Einen besonderen Dank richtete Agag an den ebenfalls anwesenden Jack Heuer, Ehrenpräsident von TAG Heuer und Pionier im Motorsport-Sponsoring. "Ich habe erfahren, dass er die ersten Sponsorings ins Leben gerufen hat", sagte Agag. "Dafür möchte ich ihm heute danken, denn wir lieben Sponsorings. Das ist ein tolles Konzept, das den Sport am Leben hält."

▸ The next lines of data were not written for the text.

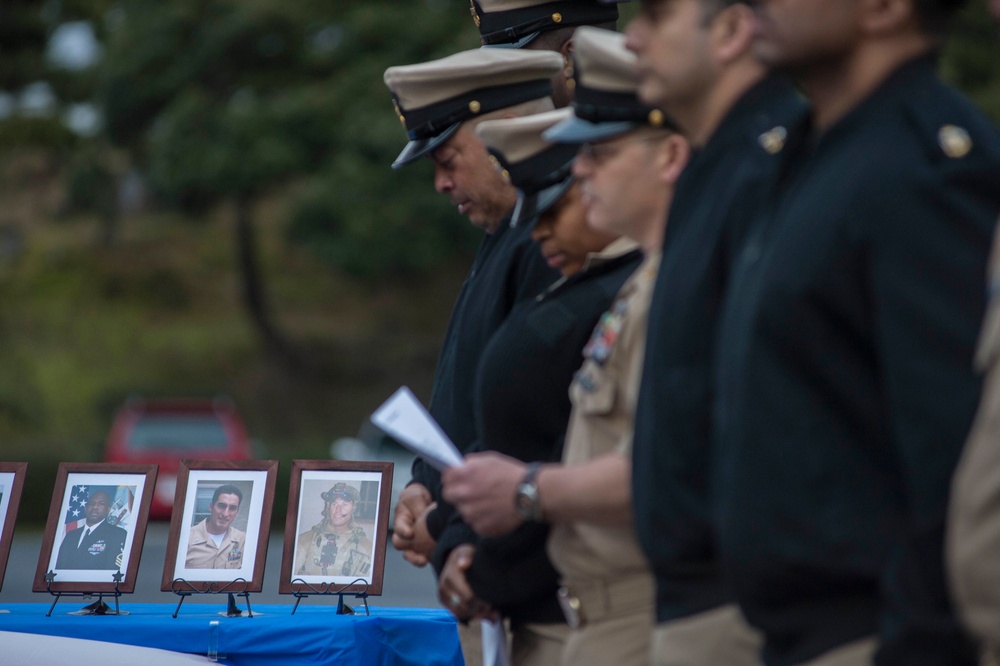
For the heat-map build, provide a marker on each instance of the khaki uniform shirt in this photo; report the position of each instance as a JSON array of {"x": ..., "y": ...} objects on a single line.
[
  {"x": 604, "y": 393},
  {"x": 323, "y": 552},
  {"x": 204, "y": 554},
  {"x": 973, "y": 545}
]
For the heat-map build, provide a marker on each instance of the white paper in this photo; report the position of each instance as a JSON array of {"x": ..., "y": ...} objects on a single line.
[
  {"x": 404, "y": 418},
  {"x": 494, "y": 644}
]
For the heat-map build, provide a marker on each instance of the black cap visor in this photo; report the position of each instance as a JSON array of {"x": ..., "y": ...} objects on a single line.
[{"x": 417, "y": 148}]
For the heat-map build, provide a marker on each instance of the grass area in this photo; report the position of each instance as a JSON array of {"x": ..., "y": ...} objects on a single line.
[{"x": 83, "y": 326}]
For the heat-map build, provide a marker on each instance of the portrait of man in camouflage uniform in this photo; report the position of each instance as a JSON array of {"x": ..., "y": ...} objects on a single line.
[{"x": 336, "y": 546}]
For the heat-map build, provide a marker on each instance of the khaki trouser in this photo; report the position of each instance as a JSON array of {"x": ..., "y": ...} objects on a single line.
[
  {"x": 537, "y": 644},
  {"x": 718, "y": 636},
  {"x": 856, "y": 653},
  {"x": 470, "y": 636},
  {"x": 617, "y": 622}
]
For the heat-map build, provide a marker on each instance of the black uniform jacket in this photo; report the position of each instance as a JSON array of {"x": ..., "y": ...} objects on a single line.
[
  {"x": 522, "y": 410},
  {"x": 722, "y": 184},
  {"x": 99, "y": 550},
  {"x": 845, "y": 383},
  {"x": 508, "y": 268}
]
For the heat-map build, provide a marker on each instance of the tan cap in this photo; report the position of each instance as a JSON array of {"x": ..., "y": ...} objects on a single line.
[
  {"x": 540, "y": 170},
  {"x": 433, "y": 98},
  {"x": 605, "y": 103},
  {"x": 516, "y": 23}
]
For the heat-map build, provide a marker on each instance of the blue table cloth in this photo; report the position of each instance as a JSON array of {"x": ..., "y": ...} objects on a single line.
[{"x": 314, "y": 635}]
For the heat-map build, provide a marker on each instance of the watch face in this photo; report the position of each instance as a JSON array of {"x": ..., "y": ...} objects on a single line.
[{"x": 525, "y": 501}]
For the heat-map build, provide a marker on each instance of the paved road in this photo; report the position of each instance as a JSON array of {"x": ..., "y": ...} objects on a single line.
[{"x": 403, "y": 585}]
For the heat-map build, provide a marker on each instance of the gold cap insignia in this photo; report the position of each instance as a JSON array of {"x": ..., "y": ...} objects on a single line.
[
  {"x": 773, "y": 140},
  {"x": 955, "y": 141}
]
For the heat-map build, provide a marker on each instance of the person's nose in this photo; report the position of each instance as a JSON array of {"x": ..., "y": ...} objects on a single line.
[
  {"x": 541, "y": 231},
  {"x": 443, "y": 182},
  {"x": 635, "y": 34}
]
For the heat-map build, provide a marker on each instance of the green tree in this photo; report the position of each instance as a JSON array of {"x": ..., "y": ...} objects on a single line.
[{"x": 227, "y": 101}]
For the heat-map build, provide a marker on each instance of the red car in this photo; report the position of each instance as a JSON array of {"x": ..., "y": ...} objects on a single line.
[{"x": 166, "y": 431}]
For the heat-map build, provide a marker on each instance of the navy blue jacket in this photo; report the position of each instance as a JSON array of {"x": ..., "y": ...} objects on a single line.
[
  {"x": 522, "y": 410},
  {"x": 508, "y": 268},
  {"x": 721, "y": 185},
  {"x": 100, "y": 549},
  {"x": 845, "y": 381}
]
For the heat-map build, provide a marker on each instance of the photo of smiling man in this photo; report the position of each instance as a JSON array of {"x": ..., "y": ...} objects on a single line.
[{"x": 215, "y": 543}]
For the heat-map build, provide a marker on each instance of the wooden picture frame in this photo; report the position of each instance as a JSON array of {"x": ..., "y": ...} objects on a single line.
[
  {"x": 310, "y": 535},
  {"x": 11, "y": 485},
  {"x": 235, "y": 496},
  {"x": 94, "y": 562}
]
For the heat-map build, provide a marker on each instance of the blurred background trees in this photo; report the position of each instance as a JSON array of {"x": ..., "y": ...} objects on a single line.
[{"x": 197, "y": 200}]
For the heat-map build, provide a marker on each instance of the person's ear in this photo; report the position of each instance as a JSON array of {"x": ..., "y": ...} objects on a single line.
[
  {"x": 673, "y": 156},
  {"x": 880, "y": 17},
  {"x": 732, "y": 32}
]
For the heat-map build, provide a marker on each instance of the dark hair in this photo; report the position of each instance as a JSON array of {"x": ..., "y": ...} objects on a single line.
[
  {"x": 228, "y": 489},
  {"x": 935, "y": 16}
]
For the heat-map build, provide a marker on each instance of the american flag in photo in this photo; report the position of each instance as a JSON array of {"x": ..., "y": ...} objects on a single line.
[
  {"x": 75, "y": 515},
  {"x": 122, "y": 498}
]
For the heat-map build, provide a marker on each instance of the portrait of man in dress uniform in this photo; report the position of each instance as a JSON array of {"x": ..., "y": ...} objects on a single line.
[
  {"x": 97, "y": 544},
  {"x": 215, "y": 543},
  {"x": 336, "y": 546}
]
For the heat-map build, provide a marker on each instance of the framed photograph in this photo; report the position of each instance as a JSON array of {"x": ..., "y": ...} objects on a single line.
[
  {"x": 219, "y": 526},
  {"x": 96, "y": 525},
  {"x": 11, "y": 484},
  {"x": 337, "y": 526}
]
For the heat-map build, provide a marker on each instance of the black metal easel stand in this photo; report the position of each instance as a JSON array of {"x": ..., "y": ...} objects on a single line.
[
  {"x": 96, "y": 608},
  {"x": 232, "y": 610},
  {"x": 327, "y": 589}
]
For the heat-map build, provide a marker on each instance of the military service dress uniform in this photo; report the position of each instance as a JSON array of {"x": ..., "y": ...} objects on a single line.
[
  {"x": 323, "y": 551},
  {"x": 974, "y": 513},
  {"x": 202, "y": 552},
  {"x": 99, "y": 547},
  {"x": 845, "y": 387},
  {"x": 607, "y": 588},
  {"x": 697, "y": 619}
]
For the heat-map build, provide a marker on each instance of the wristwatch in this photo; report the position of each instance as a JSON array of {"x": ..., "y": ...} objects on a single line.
[{"x": 526, "y": 502}]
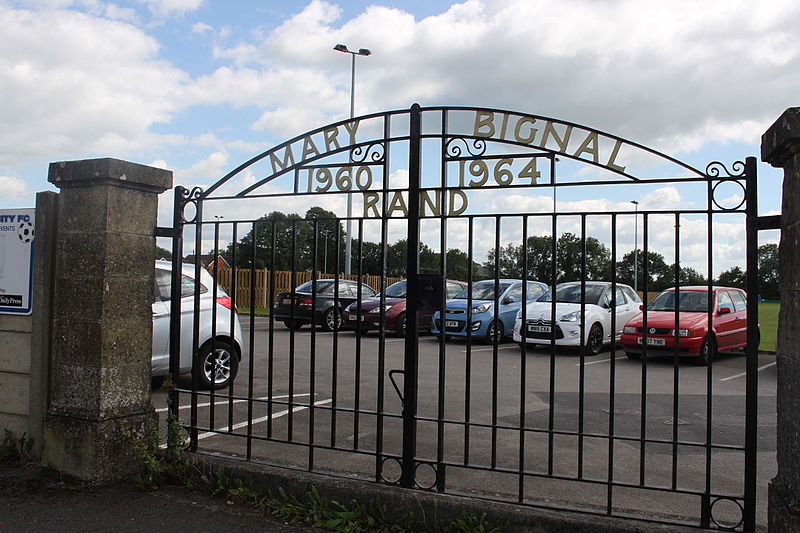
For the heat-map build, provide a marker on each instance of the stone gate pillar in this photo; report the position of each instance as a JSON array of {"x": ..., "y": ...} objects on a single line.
[
  {"x": 780, "y": 147},
  {"x": 102, "y": 318}
]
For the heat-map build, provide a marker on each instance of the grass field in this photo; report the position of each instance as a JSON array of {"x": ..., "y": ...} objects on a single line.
[{"x": 768, "y": 321}]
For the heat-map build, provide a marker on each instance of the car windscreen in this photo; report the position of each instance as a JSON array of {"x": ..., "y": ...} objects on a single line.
[
  {"x": 322, "y": 285},
  {"x": 690, "y": 301},
  {"x": 396, "y": 290},
  {"x": 572, "y": 294},
  {"x": 482, "y": 290}
]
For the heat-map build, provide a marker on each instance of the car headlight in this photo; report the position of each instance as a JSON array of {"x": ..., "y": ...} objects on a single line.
[
  {"x": 482, "y": 308},
  {"x": 571, "y": 317}
]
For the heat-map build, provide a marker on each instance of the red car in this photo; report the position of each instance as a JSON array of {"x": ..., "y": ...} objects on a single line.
[
  {"x": 369, "y": 315},
  {"x": 728, "y": 324}
]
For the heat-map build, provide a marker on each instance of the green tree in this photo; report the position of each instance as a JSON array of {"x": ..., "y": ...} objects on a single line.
[
  {"x": 659, "y": 274},
  {"x": 733, "y": 277},
  {"x": 768, "y": 271}
]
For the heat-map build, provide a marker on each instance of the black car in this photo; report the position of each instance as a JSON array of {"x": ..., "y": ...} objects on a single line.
[{"x": 295, "y": 308}]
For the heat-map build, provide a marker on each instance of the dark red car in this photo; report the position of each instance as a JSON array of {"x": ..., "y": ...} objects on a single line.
[
  {"x": 694, "y": 337},
  {"x": 369, "y": 315}
]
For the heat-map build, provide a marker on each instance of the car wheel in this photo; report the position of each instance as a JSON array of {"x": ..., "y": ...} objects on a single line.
[
  {"x": 332, "y": 320},
  {"x": 707, "y": 352},
  {"x": 400, "y": 326},
  {"x": 594, "y": 344},
  {"x": 493, "y": 333},
  {"x": 217, "y": 365}
]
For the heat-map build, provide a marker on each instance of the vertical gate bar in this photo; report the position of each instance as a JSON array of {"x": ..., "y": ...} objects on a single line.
[
  {"x": 495, "y": 355},
  {"x": 751, "y": 380},
  {"x": 442, "y": 299},
  {"x": 612, "y": 373},
  {"x": 381, "y": 333},
  {"x": 643, "y": 417},
  {"x": 335, "y": 348},
  {"x": 271, "y": 336},
  {"x": 178, "y": 204},
  {"x": 295, "y": 298},
  {"x": 411, "y": 358},
  {"x": 198, "y": 239},
  {"x": 676, "y": 356},
  {"x": 313, "y": 348},
  {"x": 468, "y": 355},
  {"x": 359, "y": 272},
  {"x": 552, "y": 395},
  {"x": 252, "y": 339},
  {"x": 523, "y": 364},
  {"x": 212, "y": 393},
  {"x": 582, "y": 355},
  {"x": 234, "y": 298},
  {"x": 705, "y": 503}
]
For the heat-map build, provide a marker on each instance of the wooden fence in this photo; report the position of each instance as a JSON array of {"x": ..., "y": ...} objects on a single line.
[{"x": 283, "y": 283}]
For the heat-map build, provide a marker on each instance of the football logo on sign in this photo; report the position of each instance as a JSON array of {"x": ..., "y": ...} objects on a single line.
[{"x": 25, "y": 232}]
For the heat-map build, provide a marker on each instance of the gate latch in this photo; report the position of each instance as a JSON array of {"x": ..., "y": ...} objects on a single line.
[{"x": 394, "y": 384}]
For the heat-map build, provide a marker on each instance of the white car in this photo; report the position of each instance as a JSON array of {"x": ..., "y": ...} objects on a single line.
[
  {"x": 597, "y": 316},
  {"x": 220, "y": 335}
]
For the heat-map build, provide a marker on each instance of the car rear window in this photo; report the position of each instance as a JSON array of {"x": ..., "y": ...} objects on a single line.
[{"x": 164, "y": 281}]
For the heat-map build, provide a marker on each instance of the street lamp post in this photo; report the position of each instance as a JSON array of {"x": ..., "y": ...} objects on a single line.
[
  {"x": 636, "y": 245},
  {"x": 348, "y": 229}
]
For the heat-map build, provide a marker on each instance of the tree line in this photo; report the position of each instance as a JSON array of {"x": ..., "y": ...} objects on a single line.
[{"x": 286, "y": 241}]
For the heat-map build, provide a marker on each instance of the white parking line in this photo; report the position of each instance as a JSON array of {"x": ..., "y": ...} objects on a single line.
[
  {"x": 279, "y": 414},
  {"x": 225, "y": 402},
  {"x": 492, "y": 349},
  {"x": 601, "y": 361},
  {"x": 741, "y": 375}
]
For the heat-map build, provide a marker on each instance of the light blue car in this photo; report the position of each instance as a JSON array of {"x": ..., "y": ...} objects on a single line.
[{"x": 483, "y": 320}]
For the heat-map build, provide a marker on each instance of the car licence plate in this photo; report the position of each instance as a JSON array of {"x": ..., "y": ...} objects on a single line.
[
  {"x": 538, "y": 329},
  {"x": 653, "y": 341}
]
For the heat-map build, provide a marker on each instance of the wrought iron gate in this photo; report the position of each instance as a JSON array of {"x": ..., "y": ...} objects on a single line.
[{"x": 479, "y": 193}]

Dem stimmte Red-Bull-Teamchef Horner zu: "Wie Alejandro sagte, müssen wir Frank Heuer heute für das Sponsoring danken. Er gab die Blaupause an Jean-Claude Biver (TAG Heuer CEO;d.Red.) für weitere Projekte. Und ich hoffe, dass nach Alejandros Bekanntgabe auch noch etwas für uns übrig bleibt..."

Foto: TAG Heuer

Da muss sich Horner wohl keine Sorge machen, der TAG Heuer-Boss gilt seit jeher als großer Automobil-Anhänger. Das Sponsoring aus dem Uhrenbereich ohnehin an, meinte Biver: "Ich sage unseren Designern immer, dass Uhren und Autos sexy sein müssen. Deshalb habe ich gewisse Autos nie gekauft, weil sie den Eindruck eines Krankenhauses vermitteln - alles ist steril und steht unter ständiger Kontrolle. Aber ein Auto muss einen gewissen Geruch haben, es muss vibrieren und du musst fühlen, dass es etwas Mechanisches ist. Das ist auch bei unseren Uhren das höchste Gut."

Laut Biver gebe es kein besseres Produkt als eine Uhr, um eine direkte Verbindung zu einem Motor beziehungsweise dem Rennsport herzustellen. "Die Beziehung zwischen Uhr und Auto ist so klar. Wie sieht es hingegen zwischen einer Uhr und Tennis aus? Das ist Marketing! Aber beim Auto ist es kein Zufall, denn die erste Kupplung, die erfunden wurde, stammte direkt aus der Uhrenindustrie. Uhrenmacher haben damals die Regeln der Mechanik kreiert, weil es sonst niemand tat."